On Tue, Oct 29, 2013 at 1:36 AM, Dave Anderson <anderson(a)redhat.com> wrote:
Hi Vinayak,
Good catch -- it certainly should be fixed. The devil is in the details of how
best to accomplish it...
On the face of it, it would seem that the task group list gathering via do_list()
would be the best way. The problem is that it could potentially cause the
"ps"
command to fail on live systems if the list becomes invalid, or is invalid with
respect to the pre-gathered set of tasks that get captured prior to execution
of the command.
Prior to each crash command whose command_table_entry structure contains the
REFRESH_TASK_TABLE flag (as does "ps"), the tt->refresh_task_table()
function
is called to scan the kernel's pid_hash[] for a stable set of tasks. And only
those tasks are accessed or used by that crash command instance.
By calling do_list(), it's conceivable (although fairly unlikely) that the command
could go either go off into the weeds following a list that's being modified, or
if the list has changed since the "stable" list was gathered prior to the
command.
So preferably, it would be best if the new functionality could be constrained to
the stable set of pre-gathered tasks -- again if for no other reason than the fact
that the crash utility only uses the pre-gathered task-set whenever it parses tasks.
There's also another potential problem in having get_task_mem_usage() use
open_tmpfile().
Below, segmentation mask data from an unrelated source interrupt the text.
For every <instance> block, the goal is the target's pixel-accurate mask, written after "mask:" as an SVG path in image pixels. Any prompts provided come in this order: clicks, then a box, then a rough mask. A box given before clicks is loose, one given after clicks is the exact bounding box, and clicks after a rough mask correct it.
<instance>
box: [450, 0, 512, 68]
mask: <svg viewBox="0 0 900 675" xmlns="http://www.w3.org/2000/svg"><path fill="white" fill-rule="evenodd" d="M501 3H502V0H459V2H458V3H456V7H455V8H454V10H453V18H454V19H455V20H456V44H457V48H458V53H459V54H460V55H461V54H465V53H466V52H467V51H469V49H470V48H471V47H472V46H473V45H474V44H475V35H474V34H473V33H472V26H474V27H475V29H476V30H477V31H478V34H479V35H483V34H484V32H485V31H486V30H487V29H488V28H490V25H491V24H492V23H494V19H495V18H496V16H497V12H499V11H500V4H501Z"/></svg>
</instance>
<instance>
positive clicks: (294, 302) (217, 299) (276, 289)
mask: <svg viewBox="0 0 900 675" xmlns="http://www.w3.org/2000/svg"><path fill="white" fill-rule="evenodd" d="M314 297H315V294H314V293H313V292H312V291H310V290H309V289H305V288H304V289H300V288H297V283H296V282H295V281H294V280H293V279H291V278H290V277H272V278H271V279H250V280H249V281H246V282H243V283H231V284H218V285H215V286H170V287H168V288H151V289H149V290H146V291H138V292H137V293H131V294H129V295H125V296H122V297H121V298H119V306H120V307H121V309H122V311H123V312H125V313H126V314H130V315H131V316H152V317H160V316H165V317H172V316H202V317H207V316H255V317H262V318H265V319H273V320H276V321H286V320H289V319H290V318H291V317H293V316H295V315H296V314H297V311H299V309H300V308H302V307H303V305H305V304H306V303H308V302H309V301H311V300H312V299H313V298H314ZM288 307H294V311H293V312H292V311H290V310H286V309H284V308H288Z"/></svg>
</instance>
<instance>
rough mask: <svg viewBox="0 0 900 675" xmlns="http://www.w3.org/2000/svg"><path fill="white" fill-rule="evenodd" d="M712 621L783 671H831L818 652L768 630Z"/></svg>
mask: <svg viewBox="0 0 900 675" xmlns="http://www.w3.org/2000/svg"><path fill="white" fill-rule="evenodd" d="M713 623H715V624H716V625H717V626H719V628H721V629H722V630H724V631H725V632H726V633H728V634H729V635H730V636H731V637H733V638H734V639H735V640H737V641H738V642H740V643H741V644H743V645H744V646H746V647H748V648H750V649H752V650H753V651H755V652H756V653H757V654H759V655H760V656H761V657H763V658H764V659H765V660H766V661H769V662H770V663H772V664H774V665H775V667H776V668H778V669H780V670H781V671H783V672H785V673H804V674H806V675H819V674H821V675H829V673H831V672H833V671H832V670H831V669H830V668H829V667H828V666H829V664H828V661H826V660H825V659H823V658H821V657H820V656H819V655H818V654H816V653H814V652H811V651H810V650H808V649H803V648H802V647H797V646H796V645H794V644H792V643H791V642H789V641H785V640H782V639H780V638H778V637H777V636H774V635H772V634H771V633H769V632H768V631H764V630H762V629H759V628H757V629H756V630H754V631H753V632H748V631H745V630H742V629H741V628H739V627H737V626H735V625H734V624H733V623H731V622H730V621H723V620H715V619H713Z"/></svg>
Since it's a function that gets called by other functions
or macros (IN_TASK_VMA() for example), it's possible that the caller may
also be operating inside an open_tmpfile() area, and open_tmpfile() is not
recursive. In those internal cases, open_tmpfile2() could be used, but again,
it's probably best to avoid the do_list() call.
So I tinkered with an optional manner of checking the thread group list, i.e.,
like this:
if (VALID_MEMBER(task_struct_rss_stat)) {
int i, cnt;
int sync_rss;
ulong tgid;
struct task_context *tc1;
tgid = task_tgid(task);
tc1 = FIRST_CONTEXT();
for (i = cnt = 0; i < RUNNING_TASKS(); i++, tc1++) {
if (task_tgid(tc1->task) != tgid)
continue;
/* count 0 -> filepages */
if (!readmem(tc1->task +
OFFSET(task_struct_rss_stat) +
OFFSET(task_rss_stat_count), KVADDR,
&sync_rss,
sizeof(int), "task_struct rss_stat 0",
RETURN_ON_ERROR))
continue;
rss += sync_rss;
/* count 1 -> anonpages */
if (!readmem(tc1->task +
OFFSET(task_struct_rss_stat) +
OFFSET(task_rss_stat_count) + sizeof(int),
KVADDR, &sync_rss,
sizeof(int), "task_struct rss_stat 0",
RETURN_ON_ERROR))
continue;
rss += sync_rss;
}
}
It's inefficient in comparison to using do_list(), but it does guarantee
safety on live systems.
A couple other minor issues -- the two readmem() type strings above both
indicate "rss_stat 0", so they should be differentiated with strings
indicating
"task_struct rss_stat MM_FILEPAGES" and "task_struct rss_stat
MM_ANONPAGES".
And lastly, since MEMBER_EXISTS() and MEMBER_OFFSET_INIT() do essentially
the same thing, it simpler in this case to just call MEMBER_OFFSET_INIT()
the 3 times without any MEMBER_EXISTS() conditionalization:
+ if (MEMBER_EXISTS("task_struct", "thread_group"))
+ MEMBER_OFFSET_INIT(task_struct_thread_group, "task_struct",
+ "thread_group");
+
+ if (MEMBER_EXISTS("task_struct", "rss_stat")) {
+ MEMBER_OFFSET_INIT(task_struct_rss_stat, "task_struct",
+ "rss_stat");
+ MEMBER_OFFSET_INIT(task_rss_stat_count, "task_rss_stat",
+ "count");
+ }
+
If the members don't exist, they will just get set to INVALID_OFFSET (-1).
What do you think?
Dave
Hi Dave,
I have attached an updated patch with changes as per your suggestion.
Vinayak